Jim McWilliams, ed. Passing the Three Gates: Interviews with Charles Johnson

African American Review, Fall, 2005 by Marc C. Conner

Jim McWilliams, ed. Passing the Three Gates: Interviews with Charles Johnson. Foreword by Charles Johnson. Seattle: U of Washington P, 2004. 336 pp. $40.00 cloth/ $22.50 paper.

Few living authors can match the complexity, the philosophical depth, and the skills in craft possessed by Charles Johnson. The author of four superb novels, three collections of short stories, two books on aesthetics, two volumes of cartoons, and numerous other fiction and nonfiction projects, Johnson ranks among the most important and innovative writers of serious fiction in post-World War II American letters. He has also emerged over the past decade as one of this country's distinct and daring voices in social, political, and cultural concerns. Passing the Three Gates: Interviews with Charles Johnson is thus an extremely timely and useful book. Consisting of 20 interviews Johnson has given over the course of his career (the first dates to 1978, four years after Johnson's first novel, and the most recent occurred in 2003),

this collection offers a thorough immersion in the content and development of Johnson's thought on a dazzling array of issues. Several recent books, particularly Will Nash's Charles Johnson's Fiction (Illinois, 2003), Gary Storhoff's Understanding Charles Johnson (South Carolina, 2004), and Rudolph Byrd's Charles Johnson's Novels (South Carolina, 2004) demonstrate the increased attention being given to Johnson's work. And Johnson's own latest book, Turning the Wheel: Essays on Buddhism and Writing (Scribner, 2003), is a powerful addition to his body of writing, as is his recent collection of short stories, Dr. King's Refrigerator and Other Bedtime Stories (Scribner, 2005). Passing the Three Gates contributes significantly to this growing interest in Johnson's writing. It offers essential material for the reader interested in Johnson's life and work, and also interested more broadly in contemporary American literature.

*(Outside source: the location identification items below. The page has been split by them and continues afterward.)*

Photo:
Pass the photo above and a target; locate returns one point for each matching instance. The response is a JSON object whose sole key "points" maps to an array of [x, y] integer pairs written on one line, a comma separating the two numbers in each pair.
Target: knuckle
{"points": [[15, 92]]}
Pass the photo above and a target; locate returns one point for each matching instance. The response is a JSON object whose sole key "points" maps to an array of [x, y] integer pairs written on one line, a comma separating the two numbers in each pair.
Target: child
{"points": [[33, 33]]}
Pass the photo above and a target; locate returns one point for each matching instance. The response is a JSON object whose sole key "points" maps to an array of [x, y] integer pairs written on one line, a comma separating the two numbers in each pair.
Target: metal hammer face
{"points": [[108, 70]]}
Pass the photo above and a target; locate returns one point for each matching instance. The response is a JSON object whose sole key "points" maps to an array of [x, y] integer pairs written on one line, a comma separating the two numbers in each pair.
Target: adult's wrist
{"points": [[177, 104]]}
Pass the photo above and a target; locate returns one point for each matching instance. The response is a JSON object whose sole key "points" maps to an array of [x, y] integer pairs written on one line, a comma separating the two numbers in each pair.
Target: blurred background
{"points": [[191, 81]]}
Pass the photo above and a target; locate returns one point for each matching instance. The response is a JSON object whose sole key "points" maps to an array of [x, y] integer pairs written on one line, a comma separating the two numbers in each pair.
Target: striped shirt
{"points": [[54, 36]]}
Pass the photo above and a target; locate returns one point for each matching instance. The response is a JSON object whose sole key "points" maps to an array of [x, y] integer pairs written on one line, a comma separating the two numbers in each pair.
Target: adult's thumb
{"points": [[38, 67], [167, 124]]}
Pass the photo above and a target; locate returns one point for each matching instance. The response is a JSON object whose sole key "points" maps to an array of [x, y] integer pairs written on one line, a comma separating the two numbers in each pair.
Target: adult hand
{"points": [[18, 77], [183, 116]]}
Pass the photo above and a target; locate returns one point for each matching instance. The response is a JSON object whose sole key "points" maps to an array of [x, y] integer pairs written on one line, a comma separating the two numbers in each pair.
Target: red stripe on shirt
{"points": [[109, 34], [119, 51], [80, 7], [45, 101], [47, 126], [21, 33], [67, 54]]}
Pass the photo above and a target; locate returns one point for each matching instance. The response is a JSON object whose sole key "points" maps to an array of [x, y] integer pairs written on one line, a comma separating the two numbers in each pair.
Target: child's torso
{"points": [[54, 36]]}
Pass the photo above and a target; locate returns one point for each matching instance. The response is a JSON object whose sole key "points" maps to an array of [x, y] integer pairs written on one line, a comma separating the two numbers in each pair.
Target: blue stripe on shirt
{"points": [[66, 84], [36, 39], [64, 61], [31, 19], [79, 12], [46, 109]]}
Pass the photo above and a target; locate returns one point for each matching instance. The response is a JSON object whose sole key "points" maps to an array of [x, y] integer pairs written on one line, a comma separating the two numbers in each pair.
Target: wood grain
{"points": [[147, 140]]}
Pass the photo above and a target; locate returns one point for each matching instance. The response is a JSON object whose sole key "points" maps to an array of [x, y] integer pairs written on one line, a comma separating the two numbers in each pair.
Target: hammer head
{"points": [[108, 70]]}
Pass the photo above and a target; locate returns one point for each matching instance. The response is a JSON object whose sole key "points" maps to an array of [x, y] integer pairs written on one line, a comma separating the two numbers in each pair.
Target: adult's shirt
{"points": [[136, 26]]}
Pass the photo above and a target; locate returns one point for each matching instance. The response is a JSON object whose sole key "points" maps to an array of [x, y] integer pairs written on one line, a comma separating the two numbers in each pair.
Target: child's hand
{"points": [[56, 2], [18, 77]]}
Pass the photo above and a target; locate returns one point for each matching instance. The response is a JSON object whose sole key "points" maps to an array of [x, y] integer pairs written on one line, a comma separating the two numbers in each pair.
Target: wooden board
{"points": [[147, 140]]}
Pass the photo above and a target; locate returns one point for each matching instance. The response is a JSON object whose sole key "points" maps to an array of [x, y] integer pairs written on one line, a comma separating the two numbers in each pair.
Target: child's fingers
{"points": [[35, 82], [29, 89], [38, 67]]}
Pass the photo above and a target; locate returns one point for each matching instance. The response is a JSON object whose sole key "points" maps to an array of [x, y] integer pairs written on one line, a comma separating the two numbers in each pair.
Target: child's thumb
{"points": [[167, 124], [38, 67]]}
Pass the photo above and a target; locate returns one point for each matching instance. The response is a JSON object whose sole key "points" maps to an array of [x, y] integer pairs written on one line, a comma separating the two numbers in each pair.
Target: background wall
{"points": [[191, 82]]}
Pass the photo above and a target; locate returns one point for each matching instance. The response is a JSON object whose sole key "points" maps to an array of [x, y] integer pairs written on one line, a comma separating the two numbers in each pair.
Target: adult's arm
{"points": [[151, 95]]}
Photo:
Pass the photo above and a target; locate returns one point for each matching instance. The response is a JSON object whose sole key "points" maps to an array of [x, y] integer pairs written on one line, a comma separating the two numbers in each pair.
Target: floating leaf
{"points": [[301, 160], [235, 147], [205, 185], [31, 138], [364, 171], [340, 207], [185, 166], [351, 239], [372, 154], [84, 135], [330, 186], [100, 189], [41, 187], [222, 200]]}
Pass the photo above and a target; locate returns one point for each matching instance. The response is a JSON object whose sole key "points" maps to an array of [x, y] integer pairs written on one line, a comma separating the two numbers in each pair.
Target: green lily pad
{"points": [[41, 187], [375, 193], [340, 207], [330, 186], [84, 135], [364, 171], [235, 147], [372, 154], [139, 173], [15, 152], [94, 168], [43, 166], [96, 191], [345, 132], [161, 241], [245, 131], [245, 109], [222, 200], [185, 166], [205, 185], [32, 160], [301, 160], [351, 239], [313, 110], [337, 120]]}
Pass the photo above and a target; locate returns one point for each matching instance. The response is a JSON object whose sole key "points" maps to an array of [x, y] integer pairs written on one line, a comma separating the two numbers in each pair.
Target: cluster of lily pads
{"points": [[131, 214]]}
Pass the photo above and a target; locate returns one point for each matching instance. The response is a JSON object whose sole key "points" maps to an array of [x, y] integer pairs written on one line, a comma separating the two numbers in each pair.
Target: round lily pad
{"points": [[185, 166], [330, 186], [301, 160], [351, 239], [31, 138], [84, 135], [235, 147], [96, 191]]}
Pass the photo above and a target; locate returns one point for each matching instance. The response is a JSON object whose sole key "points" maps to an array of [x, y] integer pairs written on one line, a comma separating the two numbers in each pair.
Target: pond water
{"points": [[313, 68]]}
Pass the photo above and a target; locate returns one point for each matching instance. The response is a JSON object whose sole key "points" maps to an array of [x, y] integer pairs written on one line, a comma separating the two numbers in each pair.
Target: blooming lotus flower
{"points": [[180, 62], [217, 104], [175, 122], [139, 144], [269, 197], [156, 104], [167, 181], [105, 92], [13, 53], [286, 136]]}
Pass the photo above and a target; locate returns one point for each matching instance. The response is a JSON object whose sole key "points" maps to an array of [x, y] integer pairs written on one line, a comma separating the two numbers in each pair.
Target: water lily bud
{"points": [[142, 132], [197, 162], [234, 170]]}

The most significant aspect of Passing the Three Gates is the range and depth of biographical information the book offers on Johnson's career. McWilliams has gathered virtually every important interview Johnson has given, and the interviews progress chronologically, offering an invaluable and singular account of Johnson's development from the late 1970s through the early years of the twenty-first century. Even the fine book-length studies of Johnson by Nash, Storhoff, and Jonathan Little (Charles Johnson's Spiritual Imagination, Missouri, 1997) offer only a one-chapter overview of Johnson's life. McWilliams's book is likely the most informative biographical account of Johnson that we will see for several decades, until an authorized biography appears. Many essential elements of the author emerge from these interviews: his shift from cartoon-drawing to philosophy to fiction writing; his religious development from the AME church to Buddhism; the importance to him of family, and of his father and mother; his emergence out of the Civil Rights Movement and the Black Power Movement, and the response in his writing to both trends; his martial arts background; and much more. Equally valuable is the way his key concepts are placed in the context of his aesthetic progression: the development of his mythical Allmuseri tribe from his early writings all the way to his most recent novel Dreamer (1998); the return of Christianity as an important concept to his thought, despite (or because of) his immersion in Eastern thought; and the importance to him of John Gardner as mentor, writing instructor, editor, and overall inspiration for Johnson's vision of what the writer should be. Even the repetition in the discrete interviews is helpful (and there is far less than one might expect--McWilliams has skillfully sifted through the nearly 300 interviews that Johnson estimates he has given in his career), as this repetition buttresses the importance of many of the dominant issues in Johnson's writing.

Equally important as the biographical element of this book is its articulation of Johnson's emergence as a powerful, challenging, and particularly timely American intellectual. He speaks forth on an astonishing range of issues, always with a measured, informed, and rigorously philosophical understanding of American thought. In the 1992 Phoebe Bosche interview, he speaks powerfully on the importance of responsibility in Black America; in the Marian Blue interview of 1993, he asserts, "I don't believe in any form of racial essentialism at all. I think environment is far more important"; in an interview with Jonathan Little in 1993, he claims as his inheritance the thought of all American figures, regardless of race or class; in the Michael Boccia interview of 1996, he praises the defense of freedom of expression in America, and wonders if such freedom would be maintained if the cultural nationalists and afrocentrists had their way; in the Will Nash interview of 1998, he claims that as a Buddhist he is convinced that race is "an illusion." The entire book is filled with positions and claims charged with relevance to the American scene today. Johnson's standing as public intellectual, and as a force to be reckoned with in all cultural debates in America, is well recognized; but this book expresses his thought with a coherence and complexity that heretofore has not been available. Thus the audience for this book expands beyond the literary to include all of those engaged in the American culture wars.